É já um lugar-comum, mas um dos benefícios adquiridos pela direita em Portugal é a incapacidade da esquerda em se unir e convergir em estratégias que assegurem a conquista do poder. O assunto é até motivo de riso, de tão previsível. E a cada nova tentativa para provocar uma dinâmica de unidade à esquerda proliferam os comentários irónicos, manifestando descrédito.

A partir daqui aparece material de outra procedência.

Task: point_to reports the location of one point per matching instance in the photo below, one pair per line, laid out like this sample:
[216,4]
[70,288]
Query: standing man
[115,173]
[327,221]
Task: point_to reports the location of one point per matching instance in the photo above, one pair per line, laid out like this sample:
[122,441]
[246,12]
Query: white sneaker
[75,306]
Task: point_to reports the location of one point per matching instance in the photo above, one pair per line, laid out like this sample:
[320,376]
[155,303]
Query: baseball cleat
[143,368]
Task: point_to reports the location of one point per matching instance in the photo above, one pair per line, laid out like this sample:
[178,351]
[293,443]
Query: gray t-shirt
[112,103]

Esta situação confirmou-se esta semana com a assunção, por parte do BE, da sua indisponibilidade para integrar um movimento unitário de candidatura às eleições europeias (PÚBLICO 28/01/2014). O coordenador João Semedo anunciou que este partido irá candidatar-se em lista própria, que será encabeçada pela eurodeputada Marisa Matias. Uma decisão que levou ao abandono da direcção do BE da antiga deputada Ana Drago.
Foi assim rejeitada a proposta feita por 65 promotores do Manifesto 3D, que integra uma série de personalidades de esquerda actualmente sem partido, mas que, na sua maioria, já militaram em organizações políticas. Uma proposta de convergência que passava pela constituição de uma lista comum de independentes e de partidos de esquerda, nomeadamente, o BE e o partido Livre, que vive hoje o seu congresso fundador.

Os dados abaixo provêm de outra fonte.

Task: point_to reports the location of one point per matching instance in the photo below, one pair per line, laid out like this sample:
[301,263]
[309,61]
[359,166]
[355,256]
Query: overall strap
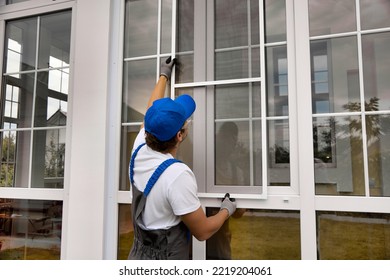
[157,173]
[131,166]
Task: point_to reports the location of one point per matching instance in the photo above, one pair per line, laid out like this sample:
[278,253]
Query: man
[165,207]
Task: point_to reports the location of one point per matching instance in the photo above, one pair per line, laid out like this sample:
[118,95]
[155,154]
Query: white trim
[305,131]
[35,7]
[113,149]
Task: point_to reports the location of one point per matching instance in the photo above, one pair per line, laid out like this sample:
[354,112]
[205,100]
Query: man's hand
[166,67]
[229,204]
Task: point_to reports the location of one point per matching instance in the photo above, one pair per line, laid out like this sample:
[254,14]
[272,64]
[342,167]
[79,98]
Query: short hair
[160,146]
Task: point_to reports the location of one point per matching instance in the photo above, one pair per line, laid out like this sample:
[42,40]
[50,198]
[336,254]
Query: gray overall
[161,244]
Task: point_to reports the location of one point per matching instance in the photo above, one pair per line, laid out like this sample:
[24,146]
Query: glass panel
[338,156]
[275,21]
[231,65]
[185,153]
[231,28]
[353,236]
[330,17]
[48,158]
[234,30]
[256,235]
[279,153]
[141,28]
[277,81]
[51,104]
[374,14]
[15,157]
[129,133]
[20,45]
[30,229]
[139,80]
[376,58]
[184,68]
[231,101]
[54,40]
[378,142]
[185,25]
[335,75]
[166,25]
[18,99]
[232,153]
[125,231]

O BE é um partido cuja fundação, ocorrida para se candidatar às europeias de 1999, foi precisamente um dos poucos momentos em que, à esquerda, foi possível eleger deputados à Assembleia da República, unificando num só partido-movimento o PSR, a UDP e a Política XXI, o nome que o MDP adoptou quando nele entraram os membros da Plataforma de Esquerda, associação que agregou ex-militantes do PCP. Mas neste momento o BE sofre do problema comum aos partidos de esquerda em Portugal: a incapacidade para se unir a organizações rivais em torno de propostas para a sociedade e de um programa de governo.
Ora, esta incapacidade não se deve a questões de protagonismo e de vaidade pessoal dos dirigentes e das personalidades de esquerda, por muito que esta explicação possa ser fácil de usar. O problema é mais profundo, existe em Portugal mesmo antes do 25 de Abril e tem a ver com a matriz das organizações políticas à esquerda do PS. Um modelo organizativo político que tem como referência em Portugal o PCP, que passa pelo funcionamento de acordo com as regras do centralismo democrático ou próximas dele, e que vive da ideia de se constituir em partido de vanguarda revolucionária que conduzirá à emancipação libertadora do povo, os trabalhadores, os operários, consoante o léxico nas diferentes épocas.
O vanguardismo político próprio das forças que bebem no modelo de acção política leninista concretizou-se historicamente no chamado "frentismo político", através de movimentos unitários de Frente Popular. Conduzidos pelo Movimento Comunista Internacional, estes movimentos em Portugal foram liderados pelo PCP. Esta concepção vanguardista tem, desde os anos 40 do século XX, em Álvaro Cunhal o principal teorizador, mesmo antes de este ser eleito secretário-geral do PCP em 1961. Como bem explica João Madeira, na sua recente História do PCP (Edições Tinta da China), esse modelo frentista em que o PCP era a força dominante, foi seguido em praticamente todos os movimentos unitários de oposição à ditadura de Oliveira Salazar. Assim como é esta a concepção vigente no PCP ao manter a CDU, por menor que esta coligação surja, quando comparada com movimentos como o MUNAF ou o MUD.
A questão é que em democracias que vivem na era da globalização e da comunicação imateralizada é difícil, senão mesmo impossível, funcionar como partidos de vanguarda. Assim como é impossível organizar movimentos democráticos e transversais hoje em dia com forças que persistem em considerar-se como vanguardas e se vêem como as detentoras da via correcta e da verdadeira linha justa para a condução das massas, num mundo em que estas subsistem enquanto eleitores, contribuintes, consumidores, utentes, etc.
Hoje em dia parece difícil, senão mesmo impossível, haver quem pense que existem massas para conduzir. E a ideia de vanguarda política surge desfasada na era da comunicação de massas. Mas o que é facto é que, mesmo que não o assumam e até nem disso tenham consciência, os dirigentes dos partidos à esquerda do PS estão impedidos de convergirem pelo facto de se considerarem a si mesmos e à sua organização como a verdadeira vanguarda, como os detentores da via única, da linha justa, e que por isso devem ser eles a força dominante e motriz de qualquer solução de esquerda.
E assim continuam a falar sozinhos e longe de poderem aspirar a exercer ou influenciar directa e pragmaticamente o poder – prolongando a presunção mítica de que, um dia, serão eles que irão conduzir as massas, quais messias anunciados e redentores.